There are two methods used for a fundoplication operation, open surgery or laparoscopy. Your surgeon will discuss the best approach for your individual anatomical requirements. A fundoplication procedure is performed as an in-patient operation. You will be given a general anesthesia before the surgery to ensure you are asleep and pain-free during the operation. Depending on the complexity of your physical condition and the type of operation being performed, the entire procedure requires 45 minutes to 2 hours for completion. You will remain in the hospital for a few days following the surgery for observation. Depending on the type of operation you have, a full recovery may require 2 to 3 weeks for a laparoscopic procedure or 4 to 6 weeks for an open surgery.

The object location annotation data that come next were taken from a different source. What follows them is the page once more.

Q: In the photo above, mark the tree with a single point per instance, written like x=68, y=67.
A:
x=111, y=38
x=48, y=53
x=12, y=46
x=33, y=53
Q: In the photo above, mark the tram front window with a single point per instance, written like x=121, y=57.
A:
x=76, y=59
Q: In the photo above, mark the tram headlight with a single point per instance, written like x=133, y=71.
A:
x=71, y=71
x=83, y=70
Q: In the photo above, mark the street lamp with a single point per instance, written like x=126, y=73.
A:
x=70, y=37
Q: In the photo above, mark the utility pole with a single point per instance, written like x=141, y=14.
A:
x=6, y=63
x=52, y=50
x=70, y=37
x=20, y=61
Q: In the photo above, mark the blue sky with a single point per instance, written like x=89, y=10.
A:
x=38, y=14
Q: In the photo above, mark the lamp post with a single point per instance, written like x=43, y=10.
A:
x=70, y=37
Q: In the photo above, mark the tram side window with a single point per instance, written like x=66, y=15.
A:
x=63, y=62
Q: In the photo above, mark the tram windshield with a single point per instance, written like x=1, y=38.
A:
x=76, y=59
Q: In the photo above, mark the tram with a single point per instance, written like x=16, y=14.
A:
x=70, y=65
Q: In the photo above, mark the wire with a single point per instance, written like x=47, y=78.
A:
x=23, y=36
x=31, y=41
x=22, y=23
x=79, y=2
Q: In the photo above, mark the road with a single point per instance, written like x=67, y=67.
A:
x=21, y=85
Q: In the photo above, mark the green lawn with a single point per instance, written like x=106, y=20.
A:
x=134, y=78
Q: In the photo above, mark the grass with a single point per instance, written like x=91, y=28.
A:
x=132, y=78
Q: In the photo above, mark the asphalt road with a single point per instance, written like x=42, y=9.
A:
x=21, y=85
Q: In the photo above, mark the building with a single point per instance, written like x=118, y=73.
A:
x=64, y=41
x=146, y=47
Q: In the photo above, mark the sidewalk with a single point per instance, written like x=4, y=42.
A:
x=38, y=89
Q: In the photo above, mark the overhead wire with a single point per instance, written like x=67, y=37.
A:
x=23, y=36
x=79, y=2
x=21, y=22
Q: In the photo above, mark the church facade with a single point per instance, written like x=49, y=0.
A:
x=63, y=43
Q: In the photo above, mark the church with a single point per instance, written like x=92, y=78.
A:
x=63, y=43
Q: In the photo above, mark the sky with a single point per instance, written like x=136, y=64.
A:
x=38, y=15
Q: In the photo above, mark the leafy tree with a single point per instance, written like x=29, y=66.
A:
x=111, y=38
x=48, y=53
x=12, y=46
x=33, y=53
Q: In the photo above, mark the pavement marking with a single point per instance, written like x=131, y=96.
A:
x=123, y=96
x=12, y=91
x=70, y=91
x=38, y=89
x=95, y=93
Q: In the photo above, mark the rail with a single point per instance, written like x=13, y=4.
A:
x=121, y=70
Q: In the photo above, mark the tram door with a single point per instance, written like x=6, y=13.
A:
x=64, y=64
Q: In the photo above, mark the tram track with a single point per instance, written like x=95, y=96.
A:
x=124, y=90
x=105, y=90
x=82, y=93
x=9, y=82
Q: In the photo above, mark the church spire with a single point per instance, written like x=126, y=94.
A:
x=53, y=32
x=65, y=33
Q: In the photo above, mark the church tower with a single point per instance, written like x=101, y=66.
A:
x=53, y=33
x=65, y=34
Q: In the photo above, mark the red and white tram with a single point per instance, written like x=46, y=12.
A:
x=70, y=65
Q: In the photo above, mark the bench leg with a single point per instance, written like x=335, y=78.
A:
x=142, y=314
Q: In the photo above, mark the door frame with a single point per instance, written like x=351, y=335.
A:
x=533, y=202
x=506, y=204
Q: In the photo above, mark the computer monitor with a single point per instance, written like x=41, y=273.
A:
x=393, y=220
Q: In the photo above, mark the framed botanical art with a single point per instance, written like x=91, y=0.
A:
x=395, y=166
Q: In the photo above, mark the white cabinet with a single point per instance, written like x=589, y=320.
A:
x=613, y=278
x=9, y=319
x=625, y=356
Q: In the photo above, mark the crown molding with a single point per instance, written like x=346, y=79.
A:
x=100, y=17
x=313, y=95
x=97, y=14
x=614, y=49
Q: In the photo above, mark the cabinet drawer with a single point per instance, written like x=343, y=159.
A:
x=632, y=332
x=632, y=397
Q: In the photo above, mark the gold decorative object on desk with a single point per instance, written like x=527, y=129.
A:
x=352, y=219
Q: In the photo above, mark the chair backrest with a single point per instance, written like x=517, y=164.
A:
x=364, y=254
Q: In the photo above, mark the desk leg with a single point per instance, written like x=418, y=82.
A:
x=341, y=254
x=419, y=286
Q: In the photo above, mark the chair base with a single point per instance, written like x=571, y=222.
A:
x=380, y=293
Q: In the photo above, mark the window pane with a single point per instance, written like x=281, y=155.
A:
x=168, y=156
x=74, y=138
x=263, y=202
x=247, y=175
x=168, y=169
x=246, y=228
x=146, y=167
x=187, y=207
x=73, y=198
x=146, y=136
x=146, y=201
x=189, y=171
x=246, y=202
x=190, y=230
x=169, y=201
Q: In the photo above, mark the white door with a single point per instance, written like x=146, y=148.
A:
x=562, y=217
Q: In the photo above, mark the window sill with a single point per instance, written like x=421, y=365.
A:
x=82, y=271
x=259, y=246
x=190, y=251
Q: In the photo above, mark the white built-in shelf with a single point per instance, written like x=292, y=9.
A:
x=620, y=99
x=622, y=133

Before your fundoplication, your surgeon will instruct you on how to prepare for the surgery and what you will need to do while healing. Instructions will include proper home health care, dietary restrictions, cleaning of the surgical site, physical activity limitations, potential after surgery side effects, when to return to a normal daily routine, and when to schedule follow up office visits.
For this operation, your surgeon makes a few small incisions in your abdomen. A laparoscope, a thin medical instrument with an attached camera is inserted into one incision so that your surgeon will have an enlarged view of the surgical area. Additional medical instruments are inserted in the other incisions. The fundus, the upper curve of your stomach, is wrapped around your esophagus and stitched in place to reinforce the valve between the LES and the esophagus. The instruments are removed, and the incisions are closed with sutures that will either need to be removed at a follow-up visit or they may not need to be removed.
If a laparoscopic fundoplication is not advisable, you may need to have an open operation. For this procedure, one large incision is made in the chest area where the surgeon uses his hands and surgical instruments to make the necessary repairs to your LES. At the end of the surgery, your incision is closed with sutures that will either remain in place or be removed during a follow-up office visit.